Troubleshooting

Table 1. Problems and corrections
Problem number Problem Likely cause Correction
1 The Text Analytics engine generates incorrect token boundaries. An incorrect language value was set in the launch configuration. Confirm the language of the data collection, and check the value in the launch configuration.
2 The highlighting for span values in the Result Tree View, Labeled Document Collection Viewer, or File Side-by-Side Differences Viewer is off by a few characters. The text file encoding of the InfoSphere® BigInsights™ project is not set to UTF-8. Set the text file encoding of the InfoSphere BigInsights project to UTF-8:
  1. In the Project Properties, go to the Resources page.
  2. On the Resources page, select UTF-8 as the text file encoding.
3 In the InfoSphere BigInsights Tools for Eclipse, an out-of-memory error (OutOfMemoryError) occurs when you run your extractor on a data collection or navigate through the extracted results. Because the Text Analytics system has a document-at-a-time execution model, the memory utilization depends on the number of results that are generated for the largest document when you run an extractor in the Text Analytics runtime component or call Text Analytics APIs.

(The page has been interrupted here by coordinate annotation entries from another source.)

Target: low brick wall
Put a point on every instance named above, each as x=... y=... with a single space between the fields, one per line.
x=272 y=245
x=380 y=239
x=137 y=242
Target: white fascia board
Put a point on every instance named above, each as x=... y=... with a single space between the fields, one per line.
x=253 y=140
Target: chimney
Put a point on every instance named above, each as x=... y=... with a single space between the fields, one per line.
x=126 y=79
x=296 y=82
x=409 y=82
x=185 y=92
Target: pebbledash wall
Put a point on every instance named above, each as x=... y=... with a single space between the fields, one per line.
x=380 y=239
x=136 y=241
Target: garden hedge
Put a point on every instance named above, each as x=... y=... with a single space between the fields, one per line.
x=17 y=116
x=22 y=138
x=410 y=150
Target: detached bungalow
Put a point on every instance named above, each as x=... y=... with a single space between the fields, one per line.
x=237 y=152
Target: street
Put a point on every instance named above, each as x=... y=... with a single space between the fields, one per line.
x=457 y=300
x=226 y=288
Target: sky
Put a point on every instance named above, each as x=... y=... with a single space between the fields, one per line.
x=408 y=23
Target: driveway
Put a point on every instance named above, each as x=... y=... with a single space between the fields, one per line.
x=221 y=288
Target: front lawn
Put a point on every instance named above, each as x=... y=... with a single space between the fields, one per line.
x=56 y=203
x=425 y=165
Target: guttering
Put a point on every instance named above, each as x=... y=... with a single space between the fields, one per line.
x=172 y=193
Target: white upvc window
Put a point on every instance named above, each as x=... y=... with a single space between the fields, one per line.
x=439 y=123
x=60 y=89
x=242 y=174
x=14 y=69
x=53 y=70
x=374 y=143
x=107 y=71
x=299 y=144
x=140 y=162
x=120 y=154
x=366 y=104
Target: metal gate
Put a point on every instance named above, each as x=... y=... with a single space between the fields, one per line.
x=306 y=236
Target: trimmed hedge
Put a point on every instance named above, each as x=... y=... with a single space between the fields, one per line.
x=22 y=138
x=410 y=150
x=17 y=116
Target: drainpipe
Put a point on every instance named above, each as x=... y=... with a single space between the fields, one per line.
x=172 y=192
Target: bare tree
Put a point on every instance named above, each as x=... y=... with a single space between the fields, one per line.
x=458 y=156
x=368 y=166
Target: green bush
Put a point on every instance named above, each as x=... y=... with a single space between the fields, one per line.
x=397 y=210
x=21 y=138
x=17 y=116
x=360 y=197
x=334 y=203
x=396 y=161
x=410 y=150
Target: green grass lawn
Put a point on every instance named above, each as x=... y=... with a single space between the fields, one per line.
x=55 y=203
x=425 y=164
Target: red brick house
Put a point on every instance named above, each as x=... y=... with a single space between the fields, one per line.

However, when you run a Text Analytics extractor in the InfoSphere BigInsights Tools for Eclipse, all the results for all documents in the data collection are loaded in main memory so they can be displayed in the Annotation Explorer and the other result viewers. Choose a smaller data collection to test your extractor, or increase the maximum heap size for your Eclipse application. To increase the heap size:
  1. In your Eclipse installation directory, open the eclipse.ini file.
  2. Modify the value of the -Xmx VM argument, and save the file.
  3. Restart Eclipse.
4 The Annotation Explorer displays zero results for some extractors. The extractor results are non-span values and therefore are not shown in the Annotation Explorer. Use the Result Table Viewers to examine the non-span values. No action is required.
5 The Annotation Explorer displays empty spans of zero length such as [0-0]. When the span is opened:
  • An empty document is displayed in the Result Editor with Anonymous as the source text object from which the value is extracted.
  • The Result Tree View is opened and Anonymous is displayed in the title bar to indicate the source text object from which the value is extracted.
The extractor contains AQL code in which empty spans are created, for example:
								-- Identify matches of a 
-- dictionary of common 
-- first names
create view FirstName as 
 extract dictionary 
    'FirstNamesDict' 
     on D.text as name 
  from Document D;

							
								-- Identify matches of a 
-- dictionary of common last
-- names 
create view LastName as 
  extract dictionary 
  'LastNamesDict' 
   on D.text as name 
   from Document D;

							
								-- Identify matches of a 
-- dictionary of common 
-- salutations, for example,
--  'Mr.', 'Ms.', etc
create view Salutation 
  as 
  extract dictionary 
   'SalutationDict' 
  on D.text as name
 from Document D;

							
								-- Person candidate 1: 
-- identify first name 
-- immediately followed 
-- within 0 tokens by a last
-- name
create view PeopleNames1 
  as 
  select F.name as fName, 
    L.name as lName 
   from FirstName F, 
     LastName L 
 where FollowsTok
  (F.name, L.name, 0, 0);

							
								-- Person candidate 2: 
-- last names immediately 
-- preceded by a salutation
create view PeopleNames2 
  as
 select '' as fName, 
    L.name as lName
 from Salutation S, 
  LastName L
 where FollowsTok
   (S.name, L.name, 0, 0);

							
								-- Final view of PeopleNames
-- as a union of 
-- PeopleNames1 and 
-- PeopleNames2
create view PeopleNames 
  as 
(select P.fName as fName, 
  P.lName as lName 
  from PeopleNames1 P) 
 union all 
(select P.fName as fName, 
  P.lName as lName 
  from PeopleNames2 P);

output view PeopleNames;
							
In the example, empty text is created in PeopleNames2 for the fName field to indicate NULL or empty values for this field. The attributes in PeopleNames1, however, are not empty. Later, a union all AQL construct unifies the tuples from PeopleNames1 and PeopleNames2 to create the final output view, PeopleNames. The 2 views are not union-compatible in a strict sense. For example, the first view returns tuples whose first column is of type Span over Document.text, while the second view returns tuples whose first column is of type Text. However, the Text Analytics run time is not strict in this case and allows such unions, since using empty values to indicate null values is a convenient feature.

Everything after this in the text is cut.